New York City has long been unusual because of its sheer size. Even before 1775, when its population was never more than 25,000, it ranked among the five leading cities in the colonies. It surpassed Philadelphia, Pennsylvania, by 1810 to become the largest city in the United States, and in 1830 it passed Mexico City, Mexico, to become the largest in the western hemisphere. By 1930 it was the largest city in the world. In the 1980s the metro region was surpassed in total size by Tokyo, Japan; Mexico City; and São Paolo, Brazil. Yet with 21.2 million people, the New York City region remains an urban agglomeration of almost unimaginable size. For example, in 2006, when the population of the city itself was 8.2 million, each of its five boroughs was large enough to have been an important city in its own right, with populations exceeding those of many major U.S. cities.
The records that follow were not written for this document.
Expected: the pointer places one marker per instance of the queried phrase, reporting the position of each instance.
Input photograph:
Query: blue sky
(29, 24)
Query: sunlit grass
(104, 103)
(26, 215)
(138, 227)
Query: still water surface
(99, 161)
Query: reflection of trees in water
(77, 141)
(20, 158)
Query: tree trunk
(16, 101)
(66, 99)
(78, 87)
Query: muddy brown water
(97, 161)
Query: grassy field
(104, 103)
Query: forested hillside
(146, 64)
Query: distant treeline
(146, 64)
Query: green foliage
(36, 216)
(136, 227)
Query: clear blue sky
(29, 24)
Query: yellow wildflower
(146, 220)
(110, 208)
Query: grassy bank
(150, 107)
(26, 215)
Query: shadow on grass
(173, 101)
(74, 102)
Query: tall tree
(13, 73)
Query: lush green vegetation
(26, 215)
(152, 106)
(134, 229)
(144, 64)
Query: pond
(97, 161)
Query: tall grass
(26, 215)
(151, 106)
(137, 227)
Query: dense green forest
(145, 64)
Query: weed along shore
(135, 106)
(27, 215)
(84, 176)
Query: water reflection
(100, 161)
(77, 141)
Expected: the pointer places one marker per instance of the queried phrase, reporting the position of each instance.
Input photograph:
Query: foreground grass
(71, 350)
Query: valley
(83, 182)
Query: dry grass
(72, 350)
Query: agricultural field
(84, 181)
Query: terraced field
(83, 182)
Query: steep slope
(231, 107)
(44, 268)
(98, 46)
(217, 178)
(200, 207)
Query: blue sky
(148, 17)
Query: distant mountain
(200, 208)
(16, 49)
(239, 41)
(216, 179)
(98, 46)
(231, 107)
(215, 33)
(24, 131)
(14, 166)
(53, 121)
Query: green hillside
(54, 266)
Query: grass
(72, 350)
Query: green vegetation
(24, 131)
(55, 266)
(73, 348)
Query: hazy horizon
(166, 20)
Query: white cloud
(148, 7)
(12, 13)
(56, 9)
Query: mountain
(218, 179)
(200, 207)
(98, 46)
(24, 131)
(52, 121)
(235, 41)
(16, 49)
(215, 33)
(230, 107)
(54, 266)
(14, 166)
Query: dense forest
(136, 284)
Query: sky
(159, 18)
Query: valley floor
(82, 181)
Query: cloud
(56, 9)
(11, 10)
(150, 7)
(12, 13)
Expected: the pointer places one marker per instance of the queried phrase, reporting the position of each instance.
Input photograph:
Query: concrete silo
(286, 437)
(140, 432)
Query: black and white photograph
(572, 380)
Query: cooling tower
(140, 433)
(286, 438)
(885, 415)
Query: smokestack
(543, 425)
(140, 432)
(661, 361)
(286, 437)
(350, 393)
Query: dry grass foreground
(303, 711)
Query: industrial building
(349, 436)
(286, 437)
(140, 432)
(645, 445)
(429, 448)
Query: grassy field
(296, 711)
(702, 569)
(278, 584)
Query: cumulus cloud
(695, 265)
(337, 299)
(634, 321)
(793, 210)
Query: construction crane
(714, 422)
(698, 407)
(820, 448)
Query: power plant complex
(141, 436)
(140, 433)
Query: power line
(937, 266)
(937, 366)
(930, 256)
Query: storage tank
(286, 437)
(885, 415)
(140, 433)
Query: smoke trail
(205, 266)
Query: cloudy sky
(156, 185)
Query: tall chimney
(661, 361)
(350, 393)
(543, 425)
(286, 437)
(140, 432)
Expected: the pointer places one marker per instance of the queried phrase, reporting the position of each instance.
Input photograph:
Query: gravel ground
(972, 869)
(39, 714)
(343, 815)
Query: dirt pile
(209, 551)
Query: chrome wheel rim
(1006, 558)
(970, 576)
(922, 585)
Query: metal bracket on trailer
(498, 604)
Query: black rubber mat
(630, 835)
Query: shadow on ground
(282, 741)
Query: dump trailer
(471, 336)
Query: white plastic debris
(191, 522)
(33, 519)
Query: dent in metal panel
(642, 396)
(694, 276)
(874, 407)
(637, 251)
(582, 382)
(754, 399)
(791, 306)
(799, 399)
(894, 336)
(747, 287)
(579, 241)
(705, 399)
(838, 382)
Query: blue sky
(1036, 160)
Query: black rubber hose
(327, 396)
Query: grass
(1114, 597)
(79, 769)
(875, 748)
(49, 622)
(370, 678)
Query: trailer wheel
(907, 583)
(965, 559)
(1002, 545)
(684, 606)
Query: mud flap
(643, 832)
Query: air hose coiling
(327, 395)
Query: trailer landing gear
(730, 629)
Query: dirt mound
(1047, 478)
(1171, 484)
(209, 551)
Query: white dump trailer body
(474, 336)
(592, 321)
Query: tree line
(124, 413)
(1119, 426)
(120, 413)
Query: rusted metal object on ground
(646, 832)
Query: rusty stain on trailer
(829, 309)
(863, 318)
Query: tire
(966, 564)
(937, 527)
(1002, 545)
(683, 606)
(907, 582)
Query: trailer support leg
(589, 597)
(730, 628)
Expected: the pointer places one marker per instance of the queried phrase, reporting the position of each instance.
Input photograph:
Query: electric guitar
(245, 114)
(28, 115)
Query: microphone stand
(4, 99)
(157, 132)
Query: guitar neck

The five boroughs of New York City together cover 786 sq km (303 sq mi). The urbanized area, however, includes 28 adjacent counties in New York state, New Jersey, Connecticut, and Pennsylvania. Together, they make up the New York metropolitan region, which in 2000 housed about 8 percent of the national population on about 0.2 percent of the land area of the contiguous 48 states. Moreover, New York stands at the center of the urbanized northeastern seaboard, which contained about 60 million people in the late 1990s.

New York has been among the most ethnically diverse cities in the world since the 1640s, when fewer than 1,000 total residents spoke more than 15 languages. Between 1880 and 1919, more than 23 million Europeans immigrated to the United States. At least 17 million of them disembarked in New York. No one knows how many remained there, but as early as 1880, more than half the city’s working population was foreign-born, providing New York with the largest immigrant labor force on earth.

Half a century later, the city still contained 2 million foreign-born residents (including 517,000 Russians and 430,000 Italians) and an even larger number of persons of foreign parentage. And at the end of the 20th century, the pattern remained the same. In 1996 the U.S. Census Bureau reported that more than 11 out of every 20 New Yorkers were immigrants or the children of immigrants. Nearly half of all Bronx residents and one-third of Manhattan’s were Hispanic and nearly one-fifth of the population of Queens was Asian-American. Researchers estimated that immigrants would make up about 33 percent of the city’s population in 2000, approaching the 20th-century peak of about 40 percent, reached in 1910.

Meanwhile, the black proportion of the New York population, which reached 20 percent in the colonial period and declined to less than 2 percent in the 1870s, began a slow rise thereafter. According to the 2000 census, whites make up 44.7 percent of the city’s population; blacks, 26.6 percent; Asians, 9.8 percent; Native Americans, 0.5 percent; Native Hawaiians and other Pacific Islanders, 0.1 percent; and people of mixed heritage or not reporting race, 18.3 percent. Hispanics, who may be of any race, are 27 percent of the population. By the late 1990s, more than 120 languages were spoken in the city’s schools, and there were dozens of ethnic churches, political organizations, cultural festivals, and parades, as well as scores of foreign-language newspapers, magazines, and television and radio stations. Although rivalries among the various groups could be intense, the very diversity of the city permitted immigrants to mingle more easily than in most other parts of the nation.

IV

Culture and Education

Because of its huge size, its concentrated wealth, and its mixture of people from around the world, New York City offers its residents and visitors a staggering array of cultural riches and educational opportunities. The city is the world’s leading center for performing arts and its museums contain a wide range of artistic and historical subjects. A mixture of cultures from around the world is reflected in the street festivals and ethnic celebrations that take place year-round. In addition, more than 100 institutions of higher education operate in New York City, including some of the nation’s more prestigious centers of learning.